When it comes to IVF there are a few factors that we focus on to have a successful transfer and ongoing pregnancy. The embryo quality, which is dependent on the quality of the egg and sperm at the time of fertilization is one half of the equation and then uterine receptivity to allow for successful implantation and ongoing pregnancy is the other important part of the equation to a successful pregnancy. Genetically normal embryos when screened only successfully implant and continue as pregnancy up to 70% of the time. So, looking to build a healthy uterine lining leading up to transfer is also part of a comprehensive approach when planning a successful IVF cycle.
Chinese herbal formulas, particularly the formula Zi Shen Yu tai Wan, have been shown to be effective in the treatment of threatened or recurrent miscarriages and well as shown to improve implantation rates in patients undergoing fresh embryo transfers.
You can watch an interview with Dr. Paul Magarelli MD, REI on how and why he incorporates acupuncture, Chinese herbs, growth hormone, and supplements into his IVF practice.

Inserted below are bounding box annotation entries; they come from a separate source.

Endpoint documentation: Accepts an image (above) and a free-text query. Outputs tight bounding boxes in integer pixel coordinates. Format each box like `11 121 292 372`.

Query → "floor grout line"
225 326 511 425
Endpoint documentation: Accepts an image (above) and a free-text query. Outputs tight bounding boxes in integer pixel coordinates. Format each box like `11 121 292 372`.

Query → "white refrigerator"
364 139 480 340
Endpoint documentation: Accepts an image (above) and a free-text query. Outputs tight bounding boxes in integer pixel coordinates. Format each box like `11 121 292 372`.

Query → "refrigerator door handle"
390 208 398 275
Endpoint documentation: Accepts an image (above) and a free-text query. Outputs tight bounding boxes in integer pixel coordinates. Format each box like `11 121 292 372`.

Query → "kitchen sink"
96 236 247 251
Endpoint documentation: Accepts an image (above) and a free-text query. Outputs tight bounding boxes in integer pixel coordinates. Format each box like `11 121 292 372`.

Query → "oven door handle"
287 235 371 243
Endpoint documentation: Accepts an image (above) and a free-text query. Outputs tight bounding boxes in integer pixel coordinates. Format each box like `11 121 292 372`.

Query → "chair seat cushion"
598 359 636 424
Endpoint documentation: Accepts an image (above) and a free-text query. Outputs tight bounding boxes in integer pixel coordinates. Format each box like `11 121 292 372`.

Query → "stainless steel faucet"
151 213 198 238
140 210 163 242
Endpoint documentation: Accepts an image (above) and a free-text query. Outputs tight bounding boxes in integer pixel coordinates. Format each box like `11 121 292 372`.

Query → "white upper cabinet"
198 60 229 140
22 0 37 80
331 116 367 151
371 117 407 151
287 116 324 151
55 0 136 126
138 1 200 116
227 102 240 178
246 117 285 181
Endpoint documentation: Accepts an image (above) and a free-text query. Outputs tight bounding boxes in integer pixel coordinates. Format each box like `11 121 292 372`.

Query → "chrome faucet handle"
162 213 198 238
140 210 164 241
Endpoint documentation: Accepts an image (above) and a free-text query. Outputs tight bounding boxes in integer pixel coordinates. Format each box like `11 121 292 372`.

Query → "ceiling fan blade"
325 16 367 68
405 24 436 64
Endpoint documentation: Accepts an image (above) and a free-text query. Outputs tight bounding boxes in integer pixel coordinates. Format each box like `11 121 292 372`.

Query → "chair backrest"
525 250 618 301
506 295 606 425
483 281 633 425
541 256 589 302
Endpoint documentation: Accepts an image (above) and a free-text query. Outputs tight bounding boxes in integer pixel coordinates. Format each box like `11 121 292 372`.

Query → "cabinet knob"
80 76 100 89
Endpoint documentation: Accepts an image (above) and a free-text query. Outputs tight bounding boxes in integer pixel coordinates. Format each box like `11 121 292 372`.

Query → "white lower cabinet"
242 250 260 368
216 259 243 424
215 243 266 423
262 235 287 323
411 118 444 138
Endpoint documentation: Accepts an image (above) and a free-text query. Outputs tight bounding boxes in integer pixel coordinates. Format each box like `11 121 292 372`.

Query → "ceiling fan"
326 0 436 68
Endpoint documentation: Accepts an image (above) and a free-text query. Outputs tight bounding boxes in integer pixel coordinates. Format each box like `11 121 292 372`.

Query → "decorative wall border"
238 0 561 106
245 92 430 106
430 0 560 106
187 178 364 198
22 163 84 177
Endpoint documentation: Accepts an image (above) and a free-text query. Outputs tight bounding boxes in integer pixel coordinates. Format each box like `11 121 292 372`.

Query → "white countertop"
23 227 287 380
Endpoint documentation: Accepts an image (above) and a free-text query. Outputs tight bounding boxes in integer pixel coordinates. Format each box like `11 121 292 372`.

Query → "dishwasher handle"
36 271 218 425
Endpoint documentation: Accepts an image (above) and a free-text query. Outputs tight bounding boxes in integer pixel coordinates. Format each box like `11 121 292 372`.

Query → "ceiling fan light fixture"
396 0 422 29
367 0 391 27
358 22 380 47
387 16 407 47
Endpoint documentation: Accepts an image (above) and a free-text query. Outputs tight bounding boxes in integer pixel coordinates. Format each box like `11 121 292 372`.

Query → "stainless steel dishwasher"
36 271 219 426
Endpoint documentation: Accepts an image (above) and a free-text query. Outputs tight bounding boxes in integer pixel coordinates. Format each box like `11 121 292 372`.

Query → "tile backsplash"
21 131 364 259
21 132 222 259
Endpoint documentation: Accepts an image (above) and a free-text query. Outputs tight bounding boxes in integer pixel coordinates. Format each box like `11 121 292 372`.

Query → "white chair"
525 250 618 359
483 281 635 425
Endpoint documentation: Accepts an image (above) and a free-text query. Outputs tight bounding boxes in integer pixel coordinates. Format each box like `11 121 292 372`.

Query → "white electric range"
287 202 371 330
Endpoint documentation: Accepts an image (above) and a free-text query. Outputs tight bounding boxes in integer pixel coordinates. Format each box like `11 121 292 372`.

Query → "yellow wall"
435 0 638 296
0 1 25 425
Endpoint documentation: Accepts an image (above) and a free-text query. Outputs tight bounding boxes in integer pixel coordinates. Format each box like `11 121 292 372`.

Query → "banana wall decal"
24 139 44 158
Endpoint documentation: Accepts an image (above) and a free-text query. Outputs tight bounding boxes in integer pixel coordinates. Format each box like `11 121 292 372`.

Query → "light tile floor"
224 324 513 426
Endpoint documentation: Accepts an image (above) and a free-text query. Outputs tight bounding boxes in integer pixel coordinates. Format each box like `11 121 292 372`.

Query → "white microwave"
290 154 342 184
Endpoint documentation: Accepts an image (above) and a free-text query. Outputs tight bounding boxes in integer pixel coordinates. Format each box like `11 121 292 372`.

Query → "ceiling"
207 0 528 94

The published random controlled trial, Effects of the Zishen Yutai Pill (Chinese herbal formula) Compared With Placebo on Live Births Among Women in a Fresh Embryo Transfer Cycle, concluded that “the Zishen Yutai Pill increased the rate of live birth after fresh embryo transfer compared with placebo.”
The addition of this Chinese herbal formula or a modification of it suits your individual needs can be beneficial because IVF cycles and super ovulations (controlled ovarian hyperstimulation cycles) can have the side effect of leading to precocious maturation of the endometrium such that it impairs successful implantation.
In this study using Zi Shen Yu tai Wan in a mouse study, they were able to show that it prevented precocious maturation of the endometrium and increased the expression of HOXA10, an important marker of uterine receptivity. I talked about HOXA10 in a past Vlog with Dr. Mark Perloe about PCOS (we were talking about myoinositol and metformin) and how HOXA10 acts like a handshake between the embryo and the uterus.
It seems in this study that ZYP acted like a modulator by keeping the lining in sync with a normal cycle and improving uterine receptivity.
In my practice for challenging cases (repeated unsuccessful IVF cycles) I often use Chinese herbs during the stim phase of their fresh IVF as well as during the 3 weeks of Estrace for a FET. Now, I am even more cognizant of these ingredients and incorporating Chinese herbs for more of my patients, so they have a better chance of success with their current cycle instead of waiting until we have had unsuccessful cycles before incorporating the Chinese herbs.
It is reassuring to see research catching up with clinical practice. Many of my fertility acupuncturist colleagues including us at Acubalance have incorporated Chinese herbs in our patients TTC naturally but not always with an IVF cycle at the request of the IVF clinic. I hope more research like this continues to be published so more women can feel confident having Chinese herbal formulas as part of their plan to increase their IVF success, whether fresh or frozen.